In a multivariate analysis the degree of renal impairment was a strong predictor of mortality in patients without clinical evidence of HF at admission (HR=1.15; 95% CI 1.10 to 1.19 and HR=1.58; 95% CI 1.30 to 1.81) for sCr (per 0.1 mg/dl) and GFR (per decreasing 10 ml/min/1.73 m2), respectively.
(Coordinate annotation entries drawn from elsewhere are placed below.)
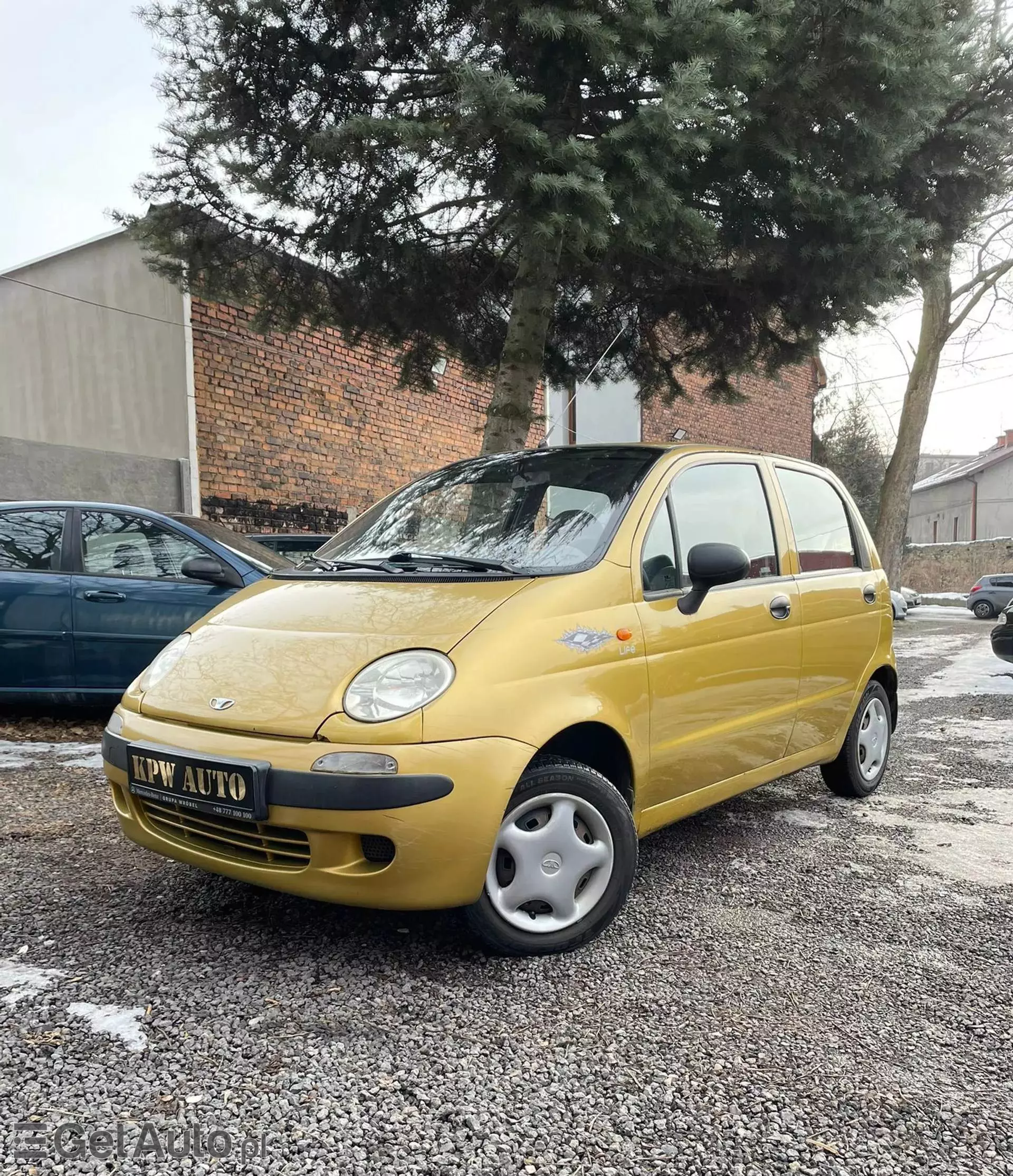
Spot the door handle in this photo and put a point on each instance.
(779, 608)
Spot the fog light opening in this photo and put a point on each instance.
(376, 848)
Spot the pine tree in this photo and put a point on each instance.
(952, 184)
(520, 182)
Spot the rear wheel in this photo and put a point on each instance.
(562, 866)
(862, 764)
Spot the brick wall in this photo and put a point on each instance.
(298, 431)
(776, 415)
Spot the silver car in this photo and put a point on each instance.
(990, 595)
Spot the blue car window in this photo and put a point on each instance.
(114, 545)
(30, 540)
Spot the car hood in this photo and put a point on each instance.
(286, 651)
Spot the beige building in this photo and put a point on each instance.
(972, 500)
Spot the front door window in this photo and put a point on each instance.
(117, 545)
(725, 504)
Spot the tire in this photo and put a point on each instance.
(601, 835)
(848, 774)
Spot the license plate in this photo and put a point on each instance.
(234, 788)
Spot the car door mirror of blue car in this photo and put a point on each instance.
(710, 565)
(208, 570)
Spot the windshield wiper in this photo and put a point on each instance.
(345, 565)
(406, 559)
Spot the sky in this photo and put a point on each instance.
(79, 117)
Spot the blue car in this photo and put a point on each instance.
(91, 592)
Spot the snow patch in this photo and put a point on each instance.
(22, 980)
(991, 739)
(803, 819)
(69, 755)
(976, 672)
(113, 1020)
(977, 850)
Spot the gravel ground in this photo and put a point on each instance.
(799, 983)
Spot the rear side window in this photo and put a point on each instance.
(724, 504)
(822, 530)
(30, 540)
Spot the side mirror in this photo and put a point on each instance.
(207, 568)
(709, 566)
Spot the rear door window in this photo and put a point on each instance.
(823, 534)
(724, 502)
(30, 540)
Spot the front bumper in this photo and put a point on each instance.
(441, 813)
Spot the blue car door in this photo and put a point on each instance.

In the group with HF, the effect was less pronounced (HR=1.03; 95% CI 1.01 to 1.04 and HR=1.17; 95% CI 1.02 to 1.37) for sCr and GFR, respectively.

CONCLUSIONS

In the setting of STEMI, renal dysfunction estimates showed a differential prognostic effect depending on HF status, with a greater impact seen in patients without clinical evidence of HF.

摘要

目的

本研究旨在评估:1)在ST段抬高型急性心肌梗死(STEMI)患者中,肾功能不全对全因死亡率的独立预后影响;2)确定这种影响是否因入院时是否存在心力衰竭(HF)而有所不同。

方法

在西班牙一家教学医院前瞻性招募了549例诊断为STEMI的连续入院患者。入院时测定血清肌酐(sCr)和肾小球滤过率(GFR),以及用于风险分层的其他相关信息。通过Cox回归分析确定sCr和GFR对长期死亡率的独立影响。主要结局为全因死亡率,中位随访时间为1年。

结果

在多变量分析中,肾功能损害程度是入院时无HF临床证据患者死亡率的强预测因素(sCr每增加0.1mg/dl,HR=1.15;95%CI 1.10至1.19;GFR每降低10ml/min/1.73m²,HR=1.58;95%CI 1.30至1.81)。在HF组中,sCr和GFR的影响分别较小(HR=1.03;95%CI 1.01至1.04和HR=1.17;95%CI 1.02至1.37)。

结论

在STEMI患者中,肾功能不全评估显示出根据HF状态的不同预后影响,在无HF临床证据的患者中影响更大。